Yes, I know I've been very quiet lately. It's not that nothing relevant's been going on. It is, rather, that I've been engaged in a couple of other projects that have focused away from the blog.
One of those has been preparation for peer review. Peer review is required at intervals is required to maintain my Board Certification with the
Association of Professional Chaplains (APC). It's actually required every five years. However, they only started this five years ago; so, I'm only coming to it now. I'm in the last group to come to this who've been Certified for more than five years.
As an administrator, I appreciate the need for periodic review. As a professional, this is part that effort to look at what I do and how I do it, and to consider what I might do better, what new I might take up, what old I might put down. It's another application of the work of
performance improvement that I've written on at length.
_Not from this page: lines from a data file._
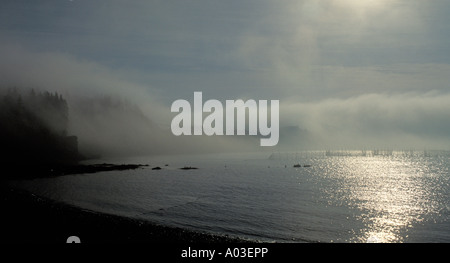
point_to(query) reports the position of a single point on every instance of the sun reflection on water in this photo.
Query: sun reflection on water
(390, 192)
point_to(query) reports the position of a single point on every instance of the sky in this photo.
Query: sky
(348, 73)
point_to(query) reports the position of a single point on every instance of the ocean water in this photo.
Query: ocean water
(340, 197)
At the same time, I'll allow that I feel some ambivalence about evaluating myself. If we really can't be objective about ourselves (and between phenomenology and quantum mechanics, I'm pretty clear we can't be objective about much of anything, much less ourselves), how can we evaluate ourselves in any way that's accurate? Isn't it clearer to have others work from their own impressions, instead of reacting to mine?
On the other hand, if I don't do some reflection and share it, how can I ask for the help that
I want, or at least think
I need? Much learning is based on the learner's contract, the learner's idea about what it's important to learn. How can other help me, if I haven't at least suggested what help I need?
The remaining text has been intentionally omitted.